图像分析是深度学习中最显著的领域之一。图像易于生成和处理，它们恰好是机器学习的正确数据类型：对人类易于理解，但对计算机而言却很难。不奇怪，图像分析在深度神经网络的历史中发挥了关键作用。

图 11.1：检测对象的示例。来源：B. C. Russell, A. Torralba, C. Liu, R. Fergus, W. T. Freeman，《通过场景对齐进行对象检测》，2007 年进展神经信息处理系统，网址：bryanrussell.org/papers/nips…

随着自动驾驶汽车、面部检测、智能视频监控和人数统计解决方案的兴起，快速准确的目标检测系统需求量大。这些系统不仅包括图像中对象的识别和分类，还可以通过绘制适当的框来定位每个对象。这使得目标检测比传统的计算机视觉前身——图像分类更为复杂。

在本章中，我们将讨论目标检测——找出图像中有哪些对象。例如，想象一下自动驾驶汽车需要在道路上检测其他车辆，就像图 11.1中一样。目标检测有许多复杂的算法。它们通常需要庞大的数据集、非常深的卷积网络和长时间的训练。

CIFAR-10 – 建模、构建和训练

此示例展示了如何在 CIFAR-10 数据集中制作用于分类图像的 CNN。我们将使用一个简单的卷积神经网络实现一些卷积和全连接层。
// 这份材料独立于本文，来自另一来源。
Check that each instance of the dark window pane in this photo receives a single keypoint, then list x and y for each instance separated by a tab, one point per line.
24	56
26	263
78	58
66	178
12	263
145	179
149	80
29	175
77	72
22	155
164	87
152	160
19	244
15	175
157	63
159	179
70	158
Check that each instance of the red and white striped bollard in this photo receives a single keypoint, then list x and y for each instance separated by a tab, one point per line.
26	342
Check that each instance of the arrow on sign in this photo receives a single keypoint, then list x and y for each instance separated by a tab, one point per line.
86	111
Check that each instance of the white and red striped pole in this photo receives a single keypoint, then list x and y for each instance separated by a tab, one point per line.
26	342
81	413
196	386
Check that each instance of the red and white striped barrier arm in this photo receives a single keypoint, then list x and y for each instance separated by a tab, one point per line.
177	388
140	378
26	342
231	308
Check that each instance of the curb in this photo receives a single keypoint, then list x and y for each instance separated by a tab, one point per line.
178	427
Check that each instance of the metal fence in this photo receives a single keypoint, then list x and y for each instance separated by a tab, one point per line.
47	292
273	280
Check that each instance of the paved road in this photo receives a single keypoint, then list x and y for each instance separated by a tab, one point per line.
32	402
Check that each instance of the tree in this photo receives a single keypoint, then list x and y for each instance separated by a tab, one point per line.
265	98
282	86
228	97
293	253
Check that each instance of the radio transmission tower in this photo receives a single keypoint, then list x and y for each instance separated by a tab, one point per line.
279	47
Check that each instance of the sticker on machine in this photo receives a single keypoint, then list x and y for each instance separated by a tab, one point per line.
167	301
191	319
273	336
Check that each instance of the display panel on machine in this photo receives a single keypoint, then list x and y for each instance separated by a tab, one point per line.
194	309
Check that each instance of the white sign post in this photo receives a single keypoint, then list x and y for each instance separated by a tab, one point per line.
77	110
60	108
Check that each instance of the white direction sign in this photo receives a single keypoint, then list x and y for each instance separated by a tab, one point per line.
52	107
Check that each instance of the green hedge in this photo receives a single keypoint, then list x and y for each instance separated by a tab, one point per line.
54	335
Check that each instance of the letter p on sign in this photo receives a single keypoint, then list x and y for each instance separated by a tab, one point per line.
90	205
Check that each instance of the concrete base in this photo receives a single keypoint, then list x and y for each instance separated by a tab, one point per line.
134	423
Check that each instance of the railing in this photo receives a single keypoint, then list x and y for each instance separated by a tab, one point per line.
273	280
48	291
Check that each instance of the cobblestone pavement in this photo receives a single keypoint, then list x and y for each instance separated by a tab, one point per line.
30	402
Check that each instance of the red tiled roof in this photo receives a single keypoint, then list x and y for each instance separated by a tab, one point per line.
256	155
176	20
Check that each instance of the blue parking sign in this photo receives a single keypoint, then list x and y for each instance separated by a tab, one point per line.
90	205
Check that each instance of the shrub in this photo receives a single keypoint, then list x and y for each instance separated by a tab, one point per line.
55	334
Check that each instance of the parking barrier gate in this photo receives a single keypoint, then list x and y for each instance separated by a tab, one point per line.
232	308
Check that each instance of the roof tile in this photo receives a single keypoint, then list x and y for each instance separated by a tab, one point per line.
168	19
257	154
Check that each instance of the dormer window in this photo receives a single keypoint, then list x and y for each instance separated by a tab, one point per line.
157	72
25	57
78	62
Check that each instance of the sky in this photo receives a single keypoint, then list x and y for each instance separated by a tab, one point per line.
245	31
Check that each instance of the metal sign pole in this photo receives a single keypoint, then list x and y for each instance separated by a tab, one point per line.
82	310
即使网络架构非常简单，当尝试检测 CIFAR-10 图像中的对象时，您会看到它表现得有多好。

所以，让我们开始这个实现。

使用的包

我们导入了此实现所需的所有包：

%matplotlib inline
%config InlineBackend.figure_format = 'retina'

from urllib.request import urlretrieve
from os.path import isfile, isdir
from tqdm import tqdm
import tarfile
import numpy as np
import random
import matplotlib.pyplot as plt
from sklearn.preprocessing import LabelBinarizer
from sklearn.preprocessing import OneHotEncoder

import pickle
import tensorflow as tf

载入 CIFAR-10 数据集

在这个实现中，我们将使用 CIFAR-10 数据集，这是用于对象检测的最常用的数据集之一。因此，让我们先定义一个辅助类来下载和提取 CIFAR-10 数据集（如果尚未下载）：

cifar10_batches_dir_path = 'cifar-10-batches-py'

tar_gz_filename = 'cifar-10-python.tar.gz'

class DLProgress(tqdm):
    last_block = 0

    def hook(self, block_num=1, block_size=1, total_size=None):
        self.total = total_size
        self.update((block_num - self.last_block) * block_size)
        self.last_block = block_num

if not isfile(tar_gz_filename):
    with DLProgress(unit='B', unit_scale=True, miniters=1, desc='CIFAR-10 Python Images Batches') as pbar:
        urlretrieve(
            'https://www.cs.toronto.edu/~kriz/cifar-10-python.tar.gz',
            tar_gz_filename,
            pbar.hook)

if not isdir(cifar10_batches_dir_path):
    with tarfile.open(tar_gz_filename) as tar:
        tar.extractall()
        tar.close()

下载并提取 CIFAR-10 数据集后，您会发现它已经分成了五个批次。CIFAR-10 包含了 10 个类别的图像：

airplane
automobile
bird
cat
deer
dog
frog
horse
ship
truck

在我们深入构建网络核心之前，让我们进行一些数据分析和预处理。

数据分析和预处理

我们需要分析数据集并进行一些基本的预处理。因此，让我们首先定义一些辅助函数，这些函数将使我们能够从我们有的五批次中加载特定批次，并打印关于此批次及其样本的一些分析：

# Defining a helper function for loading a batch of images
def load_batch(cifar10_dataset_dir_path, batch_num):

    with open(cifar10_dataset_dir_path + '/data_batch_' + str(batch_num), mode='rb') as file:
        batch = pickle.load(file, encoding='latin1')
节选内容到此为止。